Southern Sudanese riot in Khartoum after Garang death
By Khaled Abdel-Aziz
KHARTOUM, Aug 1 (Reuters) – Thousands of southern Sudanese, some wielding knives and bars, looted shops and clashed with police in the streets of Khartoum on Monday after learning of the death of ex-rebel leader John Garang, witnesses said.
Southern Sudanese women mourn the death of Sudan’s First Vice-President and former rebel leader of Sudan People’s Liberation Movement John Garang in Nairobi, Kenya, August 1, 2005. (Reuters). |
“People have been running all over the streets. The policemen are taking people from the streets.

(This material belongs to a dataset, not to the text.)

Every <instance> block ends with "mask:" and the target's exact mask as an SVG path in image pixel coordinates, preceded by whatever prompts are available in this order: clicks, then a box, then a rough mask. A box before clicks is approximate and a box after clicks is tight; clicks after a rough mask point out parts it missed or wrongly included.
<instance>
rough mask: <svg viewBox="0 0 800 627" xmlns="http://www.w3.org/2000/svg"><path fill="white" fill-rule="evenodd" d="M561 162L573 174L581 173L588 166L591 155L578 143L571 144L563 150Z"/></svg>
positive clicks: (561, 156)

There is fire and smoke,” a Reuters TV witness said.
“They are beating anybody they see who looks like they are Arab,” Swayd Abdullah, a student, told Reuters.
Shops closed and there was a heightened security presence in the streets, witnesses said.

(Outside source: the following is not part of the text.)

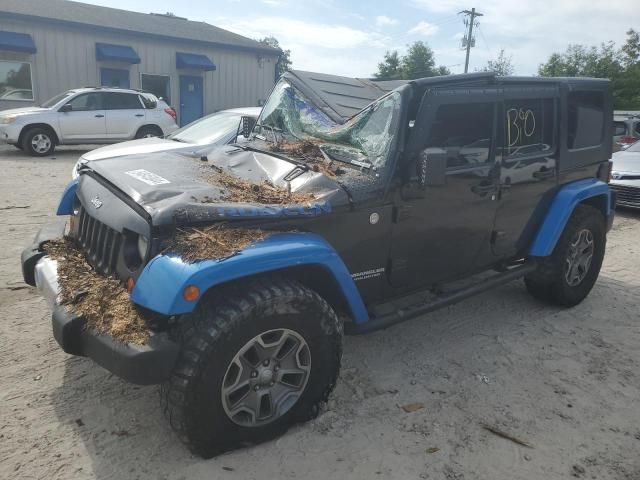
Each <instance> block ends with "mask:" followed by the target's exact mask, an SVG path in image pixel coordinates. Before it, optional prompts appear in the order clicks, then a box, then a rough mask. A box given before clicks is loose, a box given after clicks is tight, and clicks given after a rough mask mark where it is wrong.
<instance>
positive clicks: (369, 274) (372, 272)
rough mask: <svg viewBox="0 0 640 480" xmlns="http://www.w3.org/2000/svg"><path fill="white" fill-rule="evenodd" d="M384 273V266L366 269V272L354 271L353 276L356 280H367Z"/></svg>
mask: <svg viewBox="0 0 640 480" xmlns="http://www.w3.org/2000/svg"><path fill="white" fill-rule="evenodd" d="M383 273H384V267H380V268H374V269H372V270H365V271H364V272H358V273H352V274H351V278H353V279H354V280H355V281H356V282H357V281H358V280H366V279H368V278H375V277H379V276H381V275H382V274H383Z"/></svg>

The southern Sudanese, who recently gave Garang a tumultuous welcome when he travelled north to take up his post as vice-president in the new power-sharing government, also smashed cars and shops in several hours of rioting, the witnesses said.
“There are groups of southern Sudanese on the streets attacking people and wrecking shops but the areas with governmental buildings are quiet,” said Seif al-Deen Abdallah, a Khartoum taxi driver.

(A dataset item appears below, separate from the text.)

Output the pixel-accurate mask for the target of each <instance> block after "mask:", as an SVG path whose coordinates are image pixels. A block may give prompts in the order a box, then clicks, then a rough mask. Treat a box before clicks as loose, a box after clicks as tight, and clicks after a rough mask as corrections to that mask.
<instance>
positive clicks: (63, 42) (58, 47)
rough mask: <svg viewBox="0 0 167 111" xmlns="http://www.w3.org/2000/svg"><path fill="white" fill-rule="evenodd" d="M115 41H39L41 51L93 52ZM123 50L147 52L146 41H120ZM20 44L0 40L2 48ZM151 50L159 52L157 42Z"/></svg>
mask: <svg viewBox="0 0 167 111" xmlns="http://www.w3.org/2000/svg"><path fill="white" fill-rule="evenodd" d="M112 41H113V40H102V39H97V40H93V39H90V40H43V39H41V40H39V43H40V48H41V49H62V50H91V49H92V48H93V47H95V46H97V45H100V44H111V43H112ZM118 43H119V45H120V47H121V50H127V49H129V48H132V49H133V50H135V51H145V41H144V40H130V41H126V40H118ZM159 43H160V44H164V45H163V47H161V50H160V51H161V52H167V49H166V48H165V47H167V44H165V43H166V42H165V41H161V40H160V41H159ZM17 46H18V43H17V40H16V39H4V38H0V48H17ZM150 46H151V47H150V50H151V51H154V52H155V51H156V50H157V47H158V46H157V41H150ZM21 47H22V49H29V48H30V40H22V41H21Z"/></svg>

Some gunfire could be heard, although it was not clear if that was in mourning for Garang or from fighting.
Arabic satellite channel Al Jazeera showed film footage from Khartoum of a man laying face down on the pavement with blood coming from his head and at least four burning vehicles.
There were also reports of violence in the south, where Garang’s Sudan People’s Liberation Movement (SPLM) fought a 21-year war against the mainly Islamic government in Khartoum until January’s peace accord.
Anglican priest Reverend Paul Yugusuk said he had heard reports of rioting in Juba, one of the main population centres in the south. “There are reports that people are on the streets smashing shop-fronts,” he told reporters in Uganda, citing telephone calls with people in the area.
An aid worker with Catholic Relief Services in Yei in southern Sudan said there was shooting there, but only out of respect for Garang. “People are shooting in the air as a sign of mourning. There are gunshots everywhere,” he told Reuters in Nairobi by phone from Yei.